Herdsmen have lived peacefully with other communities in the past and until now. But, they have become a national terrorist group only in the last three years. The question is: what has changed? The answer is: look at Aso Rock, Abuja. There you have a life Patron of the MACBAN. Rightly or wrongly, the herdsmen believe they can get away with any atrocity as long as the Rock is theirs.
ADESINA VERSUS ADESINA
“You are entitled to your opinions; you are not entitled to your own facts.”—Senator (Prof) Daniel Moynihan, 1974.
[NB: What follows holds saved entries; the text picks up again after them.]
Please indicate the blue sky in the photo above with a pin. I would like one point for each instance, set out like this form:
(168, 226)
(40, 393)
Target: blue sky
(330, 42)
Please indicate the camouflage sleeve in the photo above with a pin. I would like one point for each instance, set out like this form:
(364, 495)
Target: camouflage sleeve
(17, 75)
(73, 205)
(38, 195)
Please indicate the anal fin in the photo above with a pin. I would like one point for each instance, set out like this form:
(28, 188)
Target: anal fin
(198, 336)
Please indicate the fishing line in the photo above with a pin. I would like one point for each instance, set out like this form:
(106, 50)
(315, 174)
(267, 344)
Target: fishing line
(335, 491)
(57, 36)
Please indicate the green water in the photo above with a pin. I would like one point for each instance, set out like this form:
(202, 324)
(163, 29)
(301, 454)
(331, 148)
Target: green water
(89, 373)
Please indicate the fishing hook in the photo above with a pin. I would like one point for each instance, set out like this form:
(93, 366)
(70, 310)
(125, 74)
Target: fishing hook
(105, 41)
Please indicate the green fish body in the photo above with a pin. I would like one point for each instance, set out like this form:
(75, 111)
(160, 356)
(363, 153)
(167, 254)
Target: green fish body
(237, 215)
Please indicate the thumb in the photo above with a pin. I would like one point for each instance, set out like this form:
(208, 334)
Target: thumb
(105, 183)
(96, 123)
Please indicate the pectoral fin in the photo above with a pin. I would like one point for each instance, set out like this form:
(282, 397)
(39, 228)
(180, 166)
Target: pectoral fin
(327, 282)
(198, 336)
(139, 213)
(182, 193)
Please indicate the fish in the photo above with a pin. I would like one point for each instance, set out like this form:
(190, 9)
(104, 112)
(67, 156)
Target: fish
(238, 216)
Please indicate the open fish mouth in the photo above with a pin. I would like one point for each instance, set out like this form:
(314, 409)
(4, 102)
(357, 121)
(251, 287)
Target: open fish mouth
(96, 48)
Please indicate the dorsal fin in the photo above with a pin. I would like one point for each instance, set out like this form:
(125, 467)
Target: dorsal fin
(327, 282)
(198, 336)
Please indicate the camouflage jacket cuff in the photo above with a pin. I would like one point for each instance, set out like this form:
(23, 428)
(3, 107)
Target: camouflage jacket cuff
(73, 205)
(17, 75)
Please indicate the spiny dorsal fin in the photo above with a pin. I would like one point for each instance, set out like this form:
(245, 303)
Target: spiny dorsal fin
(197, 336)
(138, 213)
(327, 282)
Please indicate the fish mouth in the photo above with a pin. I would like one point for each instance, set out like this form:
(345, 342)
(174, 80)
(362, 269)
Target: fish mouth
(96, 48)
Harvard Professor Moynihan, went from the classroom to the US Congress in 1976, and left us with several gems. The one about facts and opinion is one of them. That observation made forty-one years ago has pitted two of Nigeria’s best known Adesinas against each other in what James Russell Lowell, 1819-1891, would call the “the strife of truth with falsehood”.
Pastor Femi Adesina, a Presidential spokesman, published a few weeks ago what he claimed to be the “Twenty-one achievements of Buhari in 2017”. I have already disputed one of them. But, that should not delay us here. Adesina, former President of the Guild of Editors, a journalist must know all about the sanctity of truth. After all “Facts are sacred; comment is free”. Among the achievements F. Adesina claimed was the emergence of Nigeria from recession – which was credited to his boss. Never mind that Buhari spent a good part of the second quarter in bed in London, Adesina gave him credit for the recovery.
Last week, the second Adesina turned up. The President of the African Development Bank, ADB, announced that it was the ADB which pulled Nigeria out of recession by providing $600m – without which there would have been no recovery.
I waited for more than a week for the response from Adesina 1. None came. So can Adesina 2 be right and another falsehood has been exposed?